Counter-offer is a painful topic for both employee and employer. Let's talk about why that is and how to deal with it.

What is a counter-offer?

First of all, let’s determine what a counter-offer is. In simple words, it’s a job offer your current employer makes if you unexpectedly decide to leave. Commonly, employers value top employees and do their best to keep them. It might be pleasing to find out that your employer values you so highly that they are ready to offer better conditions and thus you might decide to stay on. But there are a number of reasons why you shouldn't change your mind.

Reasons for resigning

The reasons for the counter-offer are deeper than they might seem at first sight. Before accepting it, ask yourself why you decided to resign. Your reasons may vary from simple things such as becoming bored or unsatisfied with your salary and career perspectives to a bad relationship with your manager and the team. At best, if the counter-offer covers your needs, it will be a temporary solution before you feel the same way again.

Broken trust

Accepting a counter-offer might lead to new problems. You will never look the same in your employer’s eyes. Your loyalty will be questioned. Your manager will not be sure how long you will stay in the company and this can impact your relationship with them. The counter-offer may just be a cost-saving measure.
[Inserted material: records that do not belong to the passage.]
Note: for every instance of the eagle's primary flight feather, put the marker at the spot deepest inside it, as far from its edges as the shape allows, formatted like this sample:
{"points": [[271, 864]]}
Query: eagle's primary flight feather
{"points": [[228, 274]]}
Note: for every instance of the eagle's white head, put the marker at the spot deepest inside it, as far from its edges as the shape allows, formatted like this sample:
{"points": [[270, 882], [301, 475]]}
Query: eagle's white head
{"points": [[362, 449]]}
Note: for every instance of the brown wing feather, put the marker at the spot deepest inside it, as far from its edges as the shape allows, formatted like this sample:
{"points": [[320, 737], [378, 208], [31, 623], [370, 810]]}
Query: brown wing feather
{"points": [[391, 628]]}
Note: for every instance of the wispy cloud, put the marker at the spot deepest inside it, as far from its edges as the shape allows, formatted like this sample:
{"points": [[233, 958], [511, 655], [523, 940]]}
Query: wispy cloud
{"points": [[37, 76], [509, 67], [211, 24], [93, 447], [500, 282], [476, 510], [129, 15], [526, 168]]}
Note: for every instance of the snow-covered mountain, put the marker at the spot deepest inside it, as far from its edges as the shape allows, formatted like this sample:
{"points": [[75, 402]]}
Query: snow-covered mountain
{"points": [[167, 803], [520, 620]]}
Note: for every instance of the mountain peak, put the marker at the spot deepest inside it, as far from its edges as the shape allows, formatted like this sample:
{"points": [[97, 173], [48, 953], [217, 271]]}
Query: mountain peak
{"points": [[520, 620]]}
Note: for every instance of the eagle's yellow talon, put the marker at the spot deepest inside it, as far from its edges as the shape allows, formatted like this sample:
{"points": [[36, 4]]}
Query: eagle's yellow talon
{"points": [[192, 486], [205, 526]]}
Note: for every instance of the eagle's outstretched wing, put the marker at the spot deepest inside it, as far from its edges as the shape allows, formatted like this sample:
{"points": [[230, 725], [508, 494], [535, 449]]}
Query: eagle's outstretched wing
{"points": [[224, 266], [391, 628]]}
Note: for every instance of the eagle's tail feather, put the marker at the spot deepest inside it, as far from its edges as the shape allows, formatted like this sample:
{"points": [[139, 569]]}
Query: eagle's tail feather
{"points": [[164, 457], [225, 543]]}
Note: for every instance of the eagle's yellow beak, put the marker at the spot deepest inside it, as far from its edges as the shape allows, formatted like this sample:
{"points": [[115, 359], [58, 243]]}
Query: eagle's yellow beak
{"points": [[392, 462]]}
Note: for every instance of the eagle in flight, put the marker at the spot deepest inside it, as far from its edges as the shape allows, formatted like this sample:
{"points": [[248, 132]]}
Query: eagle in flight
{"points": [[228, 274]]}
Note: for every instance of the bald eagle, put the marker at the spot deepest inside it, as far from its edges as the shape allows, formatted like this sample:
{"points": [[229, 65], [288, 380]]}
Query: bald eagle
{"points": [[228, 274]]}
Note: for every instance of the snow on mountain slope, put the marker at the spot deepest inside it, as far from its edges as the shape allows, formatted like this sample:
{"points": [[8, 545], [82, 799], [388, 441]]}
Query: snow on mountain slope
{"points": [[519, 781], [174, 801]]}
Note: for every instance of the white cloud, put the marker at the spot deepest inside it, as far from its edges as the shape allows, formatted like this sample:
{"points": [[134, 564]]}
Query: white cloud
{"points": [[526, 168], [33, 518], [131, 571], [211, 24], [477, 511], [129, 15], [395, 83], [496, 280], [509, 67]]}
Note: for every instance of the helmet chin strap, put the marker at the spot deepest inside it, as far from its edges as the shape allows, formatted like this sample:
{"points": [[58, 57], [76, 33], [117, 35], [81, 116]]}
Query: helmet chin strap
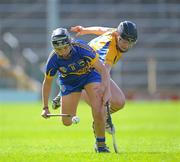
{"points": [[121, 50]]}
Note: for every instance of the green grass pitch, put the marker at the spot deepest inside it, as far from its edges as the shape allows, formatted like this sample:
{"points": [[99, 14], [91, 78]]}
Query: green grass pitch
{"points": [[145, 131]]}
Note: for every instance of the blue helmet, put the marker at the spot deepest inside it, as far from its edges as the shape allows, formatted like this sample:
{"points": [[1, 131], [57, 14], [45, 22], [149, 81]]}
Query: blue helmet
{"points": [[128, 31], [60, 38]]}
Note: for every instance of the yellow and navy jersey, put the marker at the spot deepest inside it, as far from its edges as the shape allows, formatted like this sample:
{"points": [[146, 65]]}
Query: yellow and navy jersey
{"points": [[80, 62], [105, 46]]}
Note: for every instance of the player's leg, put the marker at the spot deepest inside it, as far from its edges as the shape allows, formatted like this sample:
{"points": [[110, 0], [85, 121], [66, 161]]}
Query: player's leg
{"points": [[69, 105], [98, 113], [118, 98]]}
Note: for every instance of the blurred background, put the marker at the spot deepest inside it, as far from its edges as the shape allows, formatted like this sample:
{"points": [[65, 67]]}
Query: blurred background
{"points": [[151, 70]]}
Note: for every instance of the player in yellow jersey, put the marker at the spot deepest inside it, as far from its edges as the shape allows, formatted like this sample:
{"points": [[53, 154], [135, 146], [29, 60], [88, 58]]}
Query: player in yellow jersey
{"points": [[111, 44]]}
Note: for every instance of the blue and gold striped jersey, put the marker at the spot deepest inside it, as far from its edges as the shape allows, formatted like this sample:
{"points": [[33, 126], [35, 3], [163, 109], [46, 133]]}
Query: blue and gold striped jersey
{"points": [[105, 46], [80, 62]]}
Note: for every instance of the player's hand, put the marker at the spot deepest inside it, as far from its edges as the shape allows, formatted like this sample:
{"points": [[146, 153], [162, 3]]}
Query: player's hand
{"points": [[77, 29], [44, 113]]}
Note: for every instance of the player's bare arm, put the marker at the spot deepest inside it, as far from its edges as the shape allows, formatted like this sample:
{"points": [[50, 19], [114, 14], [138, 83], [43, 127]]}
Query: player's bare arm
{"points": [[97, 30]]}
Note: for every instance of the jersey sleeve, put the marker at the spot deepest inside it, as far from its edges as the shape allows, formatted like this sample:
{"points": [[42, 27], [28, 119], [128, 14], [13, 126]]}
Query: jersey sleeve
{"points": [[90, 55], [111, 53], [50, 70]]}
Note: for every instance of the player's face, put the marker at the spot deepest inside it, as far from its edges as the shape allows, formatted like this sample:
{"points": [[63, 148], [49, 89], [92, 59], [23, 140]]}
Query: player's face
{"points": [[63, 52], [124, 45]]}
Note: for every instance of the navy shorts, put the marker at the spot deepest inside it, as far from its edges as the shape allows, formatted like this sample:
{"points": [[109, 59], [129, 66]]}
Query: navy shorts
{"points": [[78, 86]]}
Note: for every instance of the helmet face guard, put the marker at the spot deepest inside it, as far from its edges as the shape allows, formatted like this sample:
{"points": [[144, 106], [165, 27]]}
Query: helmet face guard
{"points": [[128, 32], [60, 38]]}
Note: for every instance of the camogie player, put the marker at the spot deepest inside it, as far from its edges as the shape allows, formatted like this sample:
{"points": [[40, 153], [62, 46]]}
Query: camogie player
{"points": [[111, 44], [77, 65]]}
Based on the survey run by another recruitment agency:

  • 82.7 % of employers admitted they started looking to replace the employee who had accepted their counter-offer
  • 71.6% trusted their staff less after making them a counter-offer
  • 58.1% of those who accepted a counter-offer felt their employer either didn’t or only partially fulfilled all their promises
  • 75% look for a new job within 18 months from accepting a counter-offer

How to turn down the counter-offer without burning bridges?
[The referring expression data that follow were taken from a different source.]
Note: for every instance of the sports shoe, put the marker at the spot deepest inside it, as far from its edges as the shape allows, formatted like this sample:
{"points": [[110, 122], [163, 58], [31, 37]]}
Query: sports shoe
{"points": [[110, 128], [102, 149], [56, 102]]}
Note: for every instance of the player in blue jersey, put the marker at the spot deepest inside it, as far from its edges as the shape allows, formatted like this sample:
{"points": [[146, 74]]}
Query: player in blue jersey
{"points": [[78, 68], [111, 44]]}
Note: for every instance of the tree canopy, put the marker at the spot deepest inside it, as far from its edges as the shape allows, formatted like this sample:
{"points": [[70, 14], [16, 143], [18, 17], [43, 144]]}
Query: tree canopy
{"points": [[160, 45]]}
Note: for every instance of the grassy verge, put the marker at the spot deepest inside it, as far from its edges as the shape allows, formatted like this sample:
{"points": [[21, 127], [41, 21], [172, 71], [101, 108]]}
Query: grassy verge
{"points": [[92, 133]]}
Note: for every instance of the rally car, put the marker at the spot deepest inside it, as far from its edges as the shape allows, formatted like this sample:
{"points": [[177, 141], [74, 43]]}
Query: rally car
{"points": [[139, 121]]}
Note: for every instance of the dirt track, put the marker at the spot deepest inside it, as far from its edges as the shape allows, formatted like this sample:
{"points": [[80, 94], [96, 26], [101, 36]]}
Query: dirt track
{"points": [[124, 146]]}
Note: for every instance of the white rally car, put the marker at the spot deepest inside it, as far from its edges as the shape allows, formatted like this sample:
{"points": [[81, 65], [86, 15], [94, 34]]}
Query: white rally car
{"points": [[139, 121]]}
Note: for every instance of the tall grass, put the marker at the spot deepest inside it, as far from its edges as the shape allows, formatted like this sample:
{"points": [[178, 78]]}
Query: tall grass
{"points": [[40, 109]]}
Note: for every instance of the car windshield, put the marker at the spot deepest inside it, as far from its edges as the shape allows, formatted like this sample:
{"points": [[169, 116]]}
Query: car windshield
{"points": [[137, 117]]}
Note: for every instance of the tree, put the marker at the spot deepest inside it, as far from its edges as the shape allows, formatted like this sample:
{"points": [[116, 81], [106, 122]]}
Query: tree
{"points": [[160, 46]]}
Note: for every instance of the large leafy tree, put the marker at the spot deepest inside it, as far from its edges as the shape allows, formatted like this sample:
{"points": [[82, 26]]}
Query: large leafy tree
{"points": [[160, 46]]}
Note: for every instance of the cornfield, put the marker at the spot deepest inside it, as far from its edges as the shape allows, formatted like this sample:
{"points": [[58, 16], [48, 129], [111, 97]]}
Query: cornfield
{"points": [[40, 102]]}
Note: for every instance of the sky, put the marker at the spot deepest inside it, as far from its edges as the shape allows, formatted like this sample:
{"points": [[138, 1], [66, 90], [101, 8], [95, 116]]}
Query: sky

It's important to decline the counter-offer without burning bridges. You never know if you happen to work with the same manager or team again and it’s important to leave a good impression. So here are some tips:

  • Be polite
  • Explain your reasons for leaving in a respectful and constructive way
  • Thank your team and managers
  • Do a proper handover to your colleagues when leaving
  • As a compensation, you can help find a replacement and onboard them

It’s up to you to accept or decline the counter-offer but when you consider accepting it, think about what drove you to look for a new job and all the implications.